Spinoza_Religião e Imortalidade

Como nós a vemos, a filosofia de Spinoza foi uma tentativa de amor num mundo que o transformara num solitário proscrito; de novo, como Job, personificava ele o seu povo e perguntava a si próprio como podia ser justo, assim como o povo eleito, sofrer perseguição e exílio. Por algum tempo o conceito do mundo como processo de leis invariáveis e impessoais lhe bastou e o consolou; no fim, porém, o seu espírito essencialmente religioso transfez esse frio processo em algo amável. Experimentou fundir seus próprios desejos com a ordem universal das coisas e tornar-se parte quase indiscernível da natureza. “O maior dos bens é o conhecimento da união do espírito com a natureza inteira” [*De Emendatione]. Realmente, nossa separação individual é uma sensação ilusória; somos parte da grande corrente de lei e causa, parte de Deus; somos formas passageiras e perecíveis de um ser maior e sem fim. Nossos corpos não passam de células do corpo da raça; nossa raça, um incidente um drama da vida; nosso espírito, faísca da luz eterna. “Nosso espírito é um eterno de pensamento, determinado por outro modo de pensamento, que por sua vez se determina por outro e assim até ao infinito; e todos simultaneamente constituem o eterno e infinito intelecto de Deus. Nesta panteistica fusão do individuo com o Todo fala de novo o Oriente: ouvimos o eco de Omar, que “nunca chamou dois ao Um”, e recordamo-nos do velho poema da Índia: ”Reconhece em ti e no Todo uma mesma alma; bane o sonho de que és parte autônoma”.  “As vezes, diz Thoreau, quando vagueio no Walden Pond, cesso de viver para ser”.

Como parte de tal todos somos imortais. “O espírito humano absolutamente não pode ser destruído com o corpo; parte dele permanece eterna”, a parte que concebe as coisas sub specie eternitatis; mais concebemos desse modo as coisas, mais eterno é o nosso pensamento. Spinoza é ainda mais obscuro aqui do que em qualquer outra parte; após infindável controvérsia entre seus comentadores, suas palavras ainda falam diversamente a cérebros diversos. Imaninamo-lo as vezes a significar com essas palavras a idéia de George Eliot sobre a imortalidade pela reputação, isto é, que o que em nosso pensamento e em nossa vida há de mais racional e belo nos sobreviverá para exercer uma influencia indefinida para o diante. Spinoza as vezes parece ter em mente uma imortalidade individual ou pessoal; e pode ser que, como a morte o ameaçasse muito cedo, haurisse consolação na esperança que brilha eterna nos corações humanos. Insistentemente, todavia, distingue eternidade de duração. “Se dermos tento a opinião comum dos homens, os veremos todos conscientes da eternidade do espírito; as confundem eternidade com duração, e atribuem a imaginação ou memória o que julgam que durará depois da morte”. Mas, como Aristóteles, embora falando de imortalidade, Spinoza nega a sobrevivência da memória pessoal. “O espírito não pode imaginar nem recordar-se de qualquer coisa senão quando está no corpo”. Nem crê em recompensas celestiais: “Estão muito longe da virtude os que para ela esperam o galardão de Deus como a maior das recompensas; como se a virtude e o servir a Deus não fossem a felicidade em si”. “Bem-aventurança não é a recompensa da virtude, mas a virtude em si”. E talvez do mesmo modo a imortalidade não é a recompensa do alto pensamento, e sim o alto pensamento em si, que desse modo traz o passado ao presente e leva este ao futuro, superando os limites do tempo, e apreendendo a perspectiva que permanece eterna atrás das mudanças caleidoscopicas; tal pensamento é imortal porque cada verdade é uma criação permanente, parte de uma aquisição eterna do homem e que o influencia indefinidamente.

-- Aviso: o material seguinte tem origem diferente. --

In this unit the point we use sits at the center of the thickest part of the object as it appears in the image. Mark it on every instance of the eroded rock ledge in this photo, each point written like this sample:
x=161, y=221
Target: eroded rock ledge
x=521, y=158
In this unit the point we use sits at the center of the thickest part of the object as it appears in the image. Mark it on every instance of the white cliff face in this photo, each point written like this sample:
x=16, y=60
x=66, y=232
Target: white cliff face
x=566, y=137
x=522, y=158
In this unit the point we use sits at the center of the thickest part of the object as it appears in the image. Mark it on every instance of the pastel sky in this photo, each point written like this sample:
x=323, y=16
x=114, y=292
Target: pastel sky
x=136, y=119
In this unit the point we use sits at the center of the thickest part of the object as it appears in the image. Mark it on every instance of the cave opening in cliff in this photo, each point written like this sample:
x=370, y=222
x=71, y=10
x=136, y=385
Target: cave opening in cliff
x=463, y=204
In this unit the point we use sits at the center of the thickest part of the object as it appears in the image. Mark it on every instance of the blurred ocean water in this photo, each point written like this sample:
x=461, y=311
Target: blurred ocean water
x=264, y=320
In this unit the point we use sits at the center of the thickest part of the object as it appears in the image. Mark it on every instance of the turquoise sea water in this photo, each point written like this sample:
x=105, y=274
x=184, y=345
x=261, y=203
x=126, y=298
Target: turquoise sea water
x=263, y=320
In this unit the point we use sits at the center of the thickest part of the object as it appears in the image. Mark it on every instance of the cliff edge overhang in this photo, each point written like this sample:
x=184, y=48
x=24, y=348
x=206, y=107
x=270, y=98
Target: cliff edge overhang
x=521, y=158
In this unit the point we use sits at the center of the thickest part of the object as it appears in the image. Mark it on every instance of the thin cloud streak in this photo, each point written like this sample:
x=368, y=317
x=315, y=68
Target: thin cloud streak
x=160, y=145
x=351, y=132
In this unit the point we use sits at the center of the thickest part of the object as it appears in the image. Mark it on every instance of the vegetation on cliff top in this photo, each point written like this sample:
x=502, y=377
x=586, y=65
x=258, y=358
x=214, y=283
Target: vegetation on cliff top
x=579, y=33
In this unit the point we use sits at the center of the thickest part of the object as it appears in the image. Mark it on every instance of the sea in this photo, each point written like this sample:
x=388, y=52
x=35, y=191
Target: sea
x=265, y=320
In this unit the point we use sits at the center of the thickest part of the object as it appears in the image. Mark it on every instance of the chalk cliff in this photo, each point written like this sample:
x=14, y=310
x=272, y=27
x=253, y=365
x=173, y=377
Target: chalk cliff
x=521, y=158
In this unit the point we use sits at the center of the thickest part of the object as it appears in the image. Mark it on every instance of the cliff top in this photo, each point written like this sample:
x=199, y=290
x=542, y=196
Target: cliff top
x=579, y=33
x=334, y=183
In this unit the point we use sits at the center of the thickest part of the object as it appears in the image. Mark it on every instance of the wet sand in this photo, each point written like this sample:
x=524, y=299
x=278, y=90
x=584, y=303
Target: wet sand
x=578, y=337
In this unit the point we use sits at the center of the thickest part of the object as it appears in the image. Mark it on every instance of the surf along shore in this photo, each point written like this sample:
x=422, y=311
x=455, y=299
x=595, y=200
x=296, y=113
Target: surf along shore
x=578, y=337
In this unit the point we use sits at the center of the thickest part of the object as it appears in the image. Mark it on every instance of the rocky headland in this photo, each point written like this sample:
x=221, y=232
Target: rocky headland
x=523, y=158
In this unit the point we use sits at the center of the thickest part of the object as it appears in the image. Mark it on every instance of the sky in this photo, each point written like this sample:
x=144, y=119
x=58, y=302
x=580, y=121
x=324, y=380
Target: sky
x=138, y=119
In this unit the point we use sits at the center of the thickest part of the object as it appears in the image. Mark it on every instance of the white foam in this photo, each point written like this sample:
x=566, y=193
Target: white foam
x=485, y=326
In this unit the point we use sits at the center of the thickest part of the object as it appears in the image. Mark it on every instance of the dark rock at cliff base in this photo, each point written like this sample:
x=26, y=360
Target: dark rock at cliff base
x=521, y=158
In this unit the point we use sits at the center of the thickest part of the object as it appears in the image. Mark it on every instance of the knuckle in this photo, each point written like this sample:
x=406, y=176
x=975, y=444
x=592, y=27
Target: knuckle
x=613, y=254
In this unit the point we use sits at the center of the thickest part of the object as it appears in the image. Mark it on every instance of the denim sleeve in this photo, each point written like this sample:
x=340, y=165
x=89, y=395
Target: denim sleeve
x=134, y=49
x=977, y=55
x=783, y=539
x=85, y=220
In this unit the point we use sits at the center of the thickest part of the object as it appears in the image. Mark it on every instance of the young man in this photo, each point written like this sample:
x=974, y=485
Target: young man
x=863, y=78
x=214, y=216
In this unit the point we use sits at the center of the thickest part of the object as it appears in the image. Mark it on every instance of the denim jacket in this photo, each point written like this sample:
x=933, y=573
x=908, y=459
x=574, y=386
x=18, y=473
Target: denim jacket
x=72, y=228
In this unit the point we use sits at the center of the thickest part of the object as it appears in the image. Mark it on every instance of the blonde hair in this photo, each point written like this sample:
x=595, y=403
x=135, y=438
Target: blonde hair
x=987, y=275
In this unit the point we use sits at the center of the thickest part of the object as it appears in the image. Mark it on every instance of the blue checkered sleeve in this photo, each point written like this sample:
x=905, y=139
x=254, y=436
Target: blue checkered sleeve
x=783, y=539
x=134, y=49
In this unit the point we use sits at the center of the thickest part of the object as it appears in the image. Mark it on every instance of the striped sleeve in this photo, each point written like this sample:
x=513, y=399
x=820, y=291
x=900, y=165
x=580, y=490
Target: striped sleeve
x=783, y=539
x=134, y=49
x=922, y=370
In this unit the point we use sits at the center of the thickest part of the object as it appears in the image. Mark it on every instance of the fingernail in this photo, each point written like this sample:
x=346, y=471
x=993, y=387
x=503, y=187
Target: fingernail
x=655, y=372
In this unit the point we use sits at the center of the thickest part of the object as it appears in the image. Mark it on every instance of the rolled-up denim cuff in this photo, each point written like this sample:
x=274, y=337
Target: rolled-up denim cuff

Com esta observação final termina Spinoza sua Ética. Raras vezes um livro acumulou tanto pensamento e provocou tantos comentários, permanecendo ainda hoje campo de batalha para interpretações hostis. Sua metafísica pode ser deficiente; sua psicologia, imperfeita; sua teologia, insatisfatória e obscura; mas da alma desse livro, do seu espírito, nenhum homem falará sem reverencia. No ultimo parágrafo esse espírito brilha luminoso:

*Completo assim a exposição do que pretendi mostrar no relativo ao poder do espírito sobre as emoções, ou liberdade do espírito, do qual ressalta quanto o homem sábio está na frente e quanto mais forte é ele que o ignorante, apenas guiado por apetites. Porque o ignorante, além de ser agitado de muitas maneiras por causas externas, jamais goza verdadeira satisfação de espírito; vive na quase inconsciência de si próprio, de Deus e das coisas, e logo que cessa de ser passivo cessa de ser. O sábio, ao contrário, tem consciência de si, de Deus e das coisas; nunca cessa de ser e goza sempre de satisfação de espírito. Se o caminho que mostrei é difícil, pode no entanto ser descoberto. E na realidade deve ser muito áspero já que não é raramente perlustrado. Todas as coisas excelentes são difíceis e raras.